Ainsi, on a montré qu'il existait un polynôme $A=\operatorname{af}(C) \in \mathbb{Q}[X]$ et un entier $n$ positif ou nul tel que pour tout $P \in \mathbb{Z}[X]$,
$$
f(P)(X)= \pm A(X) P(X)^{n}
$$
où le signe dans le $\pm$ peut dépendre de $P$, mais pas de $X$. Avec $P=1$, on obtient que $A$ est un polynôme à coefficients entiers. De plus, en posant $P=2, Q=3$ dans l'hypothèse de l'énoncé, on obtient que pour tout entier $r$,
$$
A(r) 2^{n}\left|A(r) 3^{n} \Longleftrightarrow 2\right| 3
$$
Ceci implique que $A(r) \neq 0$ pour tout $r$, et que $n \geqslant 1$.

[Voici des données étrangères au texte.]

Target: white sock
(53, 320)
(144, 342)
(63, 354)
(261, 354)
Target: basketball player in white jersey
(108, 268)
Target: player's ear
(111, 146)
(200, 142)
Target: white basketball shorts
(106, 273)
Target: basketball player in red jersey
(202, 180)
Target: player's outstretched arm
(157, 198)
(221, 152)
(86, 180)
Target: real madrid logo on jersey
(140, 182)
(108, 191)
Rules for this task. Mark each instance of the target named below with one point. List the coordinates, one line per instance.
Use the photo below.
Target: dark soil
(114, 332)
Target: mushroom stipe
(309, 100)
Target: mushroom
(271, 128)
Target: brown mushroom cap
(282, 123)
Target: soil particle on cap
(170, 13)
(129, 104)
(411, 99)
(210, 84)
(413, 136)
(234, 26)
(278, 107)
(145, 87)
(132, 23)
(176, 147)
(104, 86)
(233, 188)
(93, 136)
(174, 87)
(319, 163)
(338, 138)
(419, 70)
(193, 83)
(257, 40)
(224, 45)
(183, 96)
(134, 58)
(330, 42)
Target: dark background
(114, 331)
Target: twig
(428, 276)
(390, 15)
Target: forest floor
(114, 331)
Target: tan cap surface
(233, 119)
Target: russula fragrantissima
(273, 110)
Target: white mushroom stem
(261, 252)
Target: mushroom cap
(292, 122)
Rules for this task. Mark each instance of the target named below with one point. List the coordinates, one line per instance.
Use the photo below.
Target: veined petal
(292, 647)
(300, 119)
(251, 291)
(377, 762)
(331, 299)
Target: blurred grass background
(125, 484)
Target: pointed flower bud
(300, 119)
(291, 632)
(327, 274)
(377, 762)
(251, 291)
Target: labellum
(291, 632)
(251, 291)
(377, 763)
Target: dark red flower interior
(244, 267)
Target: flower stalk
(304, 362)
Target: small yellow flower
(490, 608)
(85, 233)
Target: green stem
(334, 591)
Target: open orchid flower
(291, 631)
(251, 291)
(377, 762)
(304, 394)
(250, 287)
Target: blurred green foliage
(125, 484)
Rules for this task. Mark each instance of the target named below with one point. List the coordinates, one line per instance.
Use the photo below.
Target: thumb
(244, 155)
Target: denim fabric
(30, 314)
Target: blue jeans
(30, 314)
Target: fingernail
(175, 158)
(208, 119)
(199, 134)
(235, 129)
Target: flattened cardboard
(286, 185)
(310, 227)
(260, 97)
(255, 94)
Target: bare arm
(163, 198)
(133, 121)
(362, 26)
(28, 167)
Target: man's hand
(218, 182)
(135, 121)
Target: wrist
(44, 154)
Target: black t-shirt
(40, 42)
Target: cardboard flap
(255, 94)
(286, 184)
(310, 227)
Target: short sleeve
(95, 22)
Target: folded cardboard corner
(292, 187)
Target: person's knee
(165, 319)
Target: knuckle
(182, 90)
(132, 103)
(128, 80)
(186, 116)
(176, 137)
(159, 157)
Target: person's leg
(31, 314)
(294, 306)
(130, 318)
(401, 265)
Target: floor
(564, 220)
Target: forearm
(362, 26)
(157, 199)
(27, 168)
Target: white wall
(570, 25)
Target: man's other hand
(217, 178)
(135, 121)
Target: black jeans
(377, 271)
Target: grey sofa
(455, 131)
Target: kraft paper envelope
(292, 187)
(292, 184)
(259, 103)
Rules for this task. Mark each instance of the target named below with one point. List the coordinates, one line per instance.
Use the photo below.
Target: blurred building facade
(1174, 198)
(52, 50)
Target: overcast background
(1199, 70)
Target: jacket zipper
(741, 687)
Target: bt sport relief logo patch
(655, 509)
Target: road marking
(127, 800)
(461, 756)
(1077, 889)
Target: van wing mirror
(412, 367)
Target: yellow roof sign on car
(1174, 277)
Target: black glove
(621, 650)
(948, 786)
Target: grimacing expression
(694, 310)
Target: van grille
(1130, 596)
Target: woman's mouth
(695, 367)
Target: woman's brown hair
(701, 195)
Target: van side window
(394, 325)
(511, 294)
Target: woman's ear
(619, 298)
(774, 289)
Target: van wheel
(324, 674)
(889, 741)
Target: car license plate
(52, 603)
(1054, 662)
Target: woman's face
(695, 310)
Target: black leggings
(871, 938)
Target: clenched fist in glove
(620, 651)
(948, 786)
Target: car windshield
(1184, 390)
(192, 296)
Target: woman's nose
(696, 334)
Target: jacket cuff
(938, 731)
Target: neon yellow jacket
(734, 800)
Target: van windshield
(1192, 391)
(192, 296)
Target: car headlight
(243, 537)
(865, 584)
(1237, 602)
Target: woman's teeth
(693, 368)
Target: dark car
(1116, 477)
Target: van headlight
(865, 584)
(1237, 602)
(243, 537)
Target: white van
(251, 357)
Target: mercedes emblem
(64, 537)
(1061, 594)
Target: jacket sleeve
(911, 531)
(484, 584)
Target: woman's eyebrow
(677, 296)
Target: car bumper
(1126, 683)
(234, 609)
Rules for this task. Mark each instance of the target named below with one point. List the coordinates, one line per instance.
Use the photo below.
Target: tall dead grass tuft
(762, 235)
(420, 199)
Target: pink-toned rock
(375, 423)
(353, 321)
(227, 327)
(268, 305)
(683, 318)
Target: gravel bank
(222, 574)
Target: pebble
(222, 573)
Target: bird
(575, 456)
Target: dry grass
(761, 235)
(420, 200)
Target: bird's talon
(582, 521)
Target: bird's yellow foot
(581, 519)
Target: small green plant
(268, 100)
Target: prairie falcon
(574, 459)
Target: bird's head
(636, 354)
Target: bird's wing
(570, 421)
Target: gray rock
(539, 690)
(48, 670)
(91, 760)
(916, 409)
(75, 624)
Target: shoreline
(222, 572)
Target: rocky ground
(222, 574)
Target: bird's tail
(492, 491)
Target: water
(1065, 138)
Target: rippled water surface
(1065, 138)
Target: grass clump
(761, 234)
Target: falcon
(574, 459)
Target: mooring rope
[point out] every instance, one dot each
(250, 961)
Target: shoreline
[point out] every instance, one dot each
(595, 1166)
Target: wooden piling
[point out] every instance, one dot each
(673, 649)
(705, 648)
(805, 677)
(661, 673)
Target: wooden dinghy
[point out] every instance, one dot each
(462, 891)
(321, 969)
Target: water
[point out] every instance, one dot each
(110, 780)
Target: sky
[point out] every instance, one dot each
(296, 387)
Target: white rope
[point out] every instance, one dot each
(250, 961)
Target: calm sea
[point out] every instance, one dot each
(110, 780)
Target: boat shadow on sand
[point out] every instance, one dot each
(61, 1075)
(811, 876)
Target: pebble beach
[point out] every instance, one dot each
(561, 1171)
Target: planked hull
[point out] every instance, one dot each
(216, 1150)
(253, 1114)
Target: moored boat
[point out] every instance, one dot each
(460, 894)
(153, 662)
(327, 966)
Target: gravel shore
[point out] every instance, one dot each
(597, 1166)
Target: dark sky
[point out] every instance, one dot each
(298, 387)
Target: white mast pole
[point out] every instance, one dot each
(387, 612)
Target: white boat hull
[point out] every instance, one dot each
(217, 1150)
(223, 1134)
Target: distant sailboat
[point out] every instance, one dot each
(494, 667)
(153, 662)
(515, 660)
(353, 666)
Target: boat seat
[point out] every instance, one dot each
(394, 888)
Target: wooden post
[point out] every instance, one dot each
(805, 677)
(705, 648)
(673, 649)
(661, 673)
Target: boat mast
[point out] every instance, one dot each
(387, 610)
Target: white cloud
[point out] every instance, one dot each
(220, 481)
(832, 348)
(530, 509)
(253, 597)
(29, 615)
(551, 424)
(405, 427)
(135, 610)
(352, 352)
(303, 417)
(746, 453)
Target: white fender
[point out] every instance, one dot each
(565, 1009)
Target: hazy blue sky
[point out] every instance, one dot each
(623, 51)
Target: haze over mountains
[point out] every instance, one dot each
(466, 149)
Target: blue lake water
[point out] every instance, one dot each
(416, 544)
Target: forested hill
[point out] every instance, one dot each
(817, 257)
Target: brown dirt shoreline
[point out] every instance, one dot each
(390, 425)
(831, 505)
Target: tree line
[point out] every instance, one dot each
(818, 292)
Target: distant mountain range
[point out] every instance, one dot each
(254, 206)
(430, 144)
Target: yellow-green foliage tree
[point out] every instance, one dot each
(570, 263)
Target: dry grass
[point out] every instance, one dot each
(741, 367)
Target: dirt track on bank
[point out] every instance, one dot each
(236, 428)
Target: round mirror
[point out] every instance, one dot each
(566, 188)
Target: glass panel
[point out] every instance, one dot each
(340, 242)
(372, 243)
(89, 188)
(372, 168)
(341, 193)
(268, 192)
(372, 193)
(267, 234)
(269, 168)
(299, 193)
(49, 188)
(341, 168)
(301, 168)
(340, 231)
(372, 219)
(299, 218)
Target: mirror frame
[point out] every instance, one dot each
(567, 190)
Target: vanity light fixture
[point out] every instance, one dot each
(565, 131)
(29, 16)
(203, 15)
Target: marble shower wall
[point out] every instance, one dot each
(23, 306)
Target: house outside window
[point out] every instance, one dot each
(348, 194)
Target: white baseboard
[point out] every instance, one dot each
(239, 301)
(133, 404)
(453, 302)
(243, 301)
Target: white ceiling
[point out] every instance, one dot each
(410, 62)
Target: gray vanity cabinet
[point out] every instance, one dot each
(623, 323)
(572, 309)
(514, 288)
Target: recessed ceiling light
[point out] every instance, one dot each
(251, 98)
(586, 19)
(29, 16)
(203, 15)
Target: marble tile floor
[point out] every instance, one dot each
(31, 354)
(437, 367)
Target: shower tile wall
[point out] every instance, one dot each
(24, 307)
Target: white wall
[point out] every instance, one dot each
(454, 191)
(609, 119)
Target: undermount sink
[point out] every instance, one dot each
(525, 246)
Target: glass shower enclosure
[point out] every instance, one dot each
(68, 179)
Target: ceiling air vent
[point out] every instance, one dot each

Supposons maintenant que f soit de la forme ci-dessus, avec $A \in \mathbb{Z}[X]$ ne s'annulant en aucun entier et $n \geqslant 1$. Alors on a bien que pour tout $r$ entier et $P, Q \in \mathbb{Z}[X]$,
$$
\mathrm{P}(\mathrm{r})\left|\mathrm{Q}(\mathrm{r}) \Longleftrightarrow \pm \mathrm{A}(\mathrm{r}) \mathrm{P}(\mathrm{r})^{n}\right| \pm \mathrm{A}(\mathrm{r}) \mathrm{Q}(\mathrm{r})^{\mathrm{n}}
$$
et donc f vérifie la condition de l'énoncé.
Commentaire des correcteurs : L'exercice a été très peu réussi, mais certains ont réussi à avoir des avancées partielles sur le problème.